Everyman was a joy.    Carol Ann Duffy adapted this 15th century morality tale, in which we are all (as Everyman) confronted with the reality of death and the question of whether or not our lives have been well spent.     Duffy’s script is decidedly  21st century,   using both heightened and demotic language,  sometimes properly vulgar.      Chiwetel Enjiofor as Everyman brings enormous physical and emotional energy to the role.    Dermot Crowley plays Death with relish and Kate Duchene is God/Good Deeds,   deeply unhappy  about what Everyman thinks is success, and by what we are doing to her Creation.
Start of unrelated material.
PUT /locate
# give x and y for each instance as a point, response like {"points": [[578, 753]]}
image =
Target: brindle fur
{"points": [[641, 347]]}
Benedict Cumberbatch’s much anticipated Hamlet  was dominated by Cumber’s intelligence and physical grace.  We were given a clear reading, a well designed set,  and a worthy Claudius (Cierhan Hinds).   The rest of the cast failed to impress me, but this was nevertheless a thoughtful/thought-through production, and Hamlet’s protean quality makes it endlessly open to careful re-examination.    I also saw on television Maxine Peake playing Hamlet a the Manchester Arts Festival.   A very different production, but enjoyable.   I confess that I am predisposed to love everything that Maxine does.  

Gillian Anderson played Stella in The Young Vic’s production of A Streetcar Named Desire,  and fulfilled all of my (very high) expectations.


Among the DVDs I saw last year  I want to praise two admirable children’s films,  Despicable Me 2 and Big Hero 6.   I really enjoyed The Homesman  a Western starring Hilary Swank and Tommy Lee Jones,     Jim Jarmush’s Only Lovers Left Alive,  The Double  and the truly remarkable British sf movie starring Scarlett Johanssen,    Under the Skin.